Monday, January 5, 2009

Classical oil painting

Classical oil painting
Warmly welcome visit our website http://www.art-ych.com

The exhibition, organized by the TMA, opens to the public Sunday, Jan. 4 and continues through Feb. 8, 2009 in the Museum’s North Gallery about classical oil painting. Admission to both exhibitions is free.

Lucid Dreams spotlights selections from the collection of Dr. James and Norma Cotton of Tyler, longtime TMA patrons who have been avid followers of Kuch’s work over the last two decades.

Michael Kuch (b. 1965) grew up in northern Vermont and began drawing in pen-and-ink at age 11, leading to his first solo exhibition before he was even a teenager. He remained self-taught until he became a pupil of Leonard Baskin at Hampshire College in Amherst, Mass., studying life-drawing in the classical oil painting tradition.
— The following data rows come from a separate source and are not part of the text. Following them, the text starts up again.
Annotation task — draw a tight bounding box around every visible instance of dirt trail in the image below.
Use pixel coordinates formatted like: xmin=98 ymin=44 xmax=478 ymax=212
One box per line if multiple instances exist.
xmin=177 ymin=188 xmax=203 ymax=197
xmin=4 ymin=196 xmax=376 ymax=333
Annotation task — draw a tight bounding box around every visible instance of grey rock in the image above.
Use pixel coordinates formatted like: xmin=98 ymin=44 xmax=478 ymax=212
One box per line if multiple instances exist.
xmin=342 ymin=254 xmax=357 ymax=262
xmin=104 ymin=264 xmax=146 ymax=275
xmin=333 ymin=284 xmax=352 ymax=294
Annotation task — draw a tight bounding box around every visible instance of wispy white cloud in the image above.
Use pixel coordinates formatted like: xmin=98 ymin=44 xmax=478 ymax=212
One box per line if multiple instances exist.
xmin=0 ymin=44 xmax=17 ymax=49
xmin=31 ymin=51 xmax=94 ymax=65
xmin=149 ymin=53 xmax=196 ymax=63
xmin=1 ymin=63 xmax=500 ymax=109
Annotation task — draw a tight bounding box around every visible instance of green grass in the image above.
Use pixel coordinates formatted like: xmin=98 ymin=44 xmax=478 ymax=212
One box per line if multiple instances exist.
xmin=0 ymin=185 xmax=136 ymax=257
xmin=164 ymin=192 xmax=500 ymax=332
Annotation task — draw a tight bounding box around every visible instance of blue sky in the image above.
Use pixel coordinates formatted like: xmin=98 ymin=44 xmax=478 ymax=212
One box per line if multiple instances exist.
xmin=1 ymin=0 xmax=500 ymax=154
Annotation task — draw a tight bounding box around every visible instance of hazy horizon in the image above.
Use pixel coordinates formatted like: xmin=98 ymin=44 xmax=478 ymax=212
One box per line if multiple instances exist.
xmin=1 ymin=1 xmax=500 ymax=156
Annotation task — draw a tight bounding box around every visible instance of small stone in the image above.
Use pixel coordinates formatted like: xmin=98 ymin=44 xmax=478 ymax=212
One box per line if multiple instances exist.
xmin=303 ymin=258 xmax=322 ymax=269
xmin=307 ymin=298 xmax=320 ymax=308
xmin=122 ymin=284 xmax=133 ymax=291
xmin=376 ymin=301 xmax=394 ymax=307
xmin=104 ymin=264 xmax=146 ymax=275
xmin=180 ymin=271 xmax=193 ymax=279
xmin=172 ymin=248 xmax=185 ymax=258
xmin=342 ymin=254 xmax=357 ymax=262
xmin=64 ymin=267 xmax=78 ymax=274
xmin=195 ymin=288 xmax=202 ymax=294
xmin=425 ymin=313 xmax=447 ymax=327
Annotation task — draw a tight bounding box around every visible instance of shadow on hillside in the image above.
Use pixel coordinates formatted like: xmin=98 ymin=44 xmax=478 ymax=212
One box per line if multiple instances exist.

For several years after receiving his B.A., Kuch continued to work closely with Baskin, printing etchings in color for Baskin's Gehenna Press. In 1994, Kuch started his own Double Elephant Press with the publication of a book of frog etchings titled A Plague on Your House. A recent book project, Apocalypse Clocks, was a “millennial retrospective of the end of time”; and in 2002, he produced the book Falling to Earth in reaction to the events of Sept. 11.

The TMA exhibition features complete editions of A Plague on Your House and Apocalypse Clocks, in addition to earlier book creations including Lemon Descending and Amour and Armor, as well as more recent work such as Séance for a Minyan (Kuch’s collaboration with late U.S. Poet Laureate Anthony Hecht) and 2005’s Disaster of Love – A Defense of Delilah.

“Michael’s work is endlessly intriguing because of his ability to weave fantasy and familiarity together to plumb the depths of the human condition,” TMA Director Kimberley Bush Tomio said. “He uses classical oil painting symbols from nature as well as biblical and mythological narratives across a broad range of media in his storytelling – everything from monotype and etchings to ink, watercolor, and oil paintings. Michael is a singular talent whose work we are delighted to have on exhibition at the Museum.”

Kuch’s limited-edition books of etchings are housed in collections including the Library of Congress, Yale University, Columbia University, the British Library, and the Metropolitan Museum of Art, and his poetry has been published in periodicals including The Nation. He splits time between his apartment and classical oil painting near Ground Zero in Manhattan and his studio in Hadley, Mass.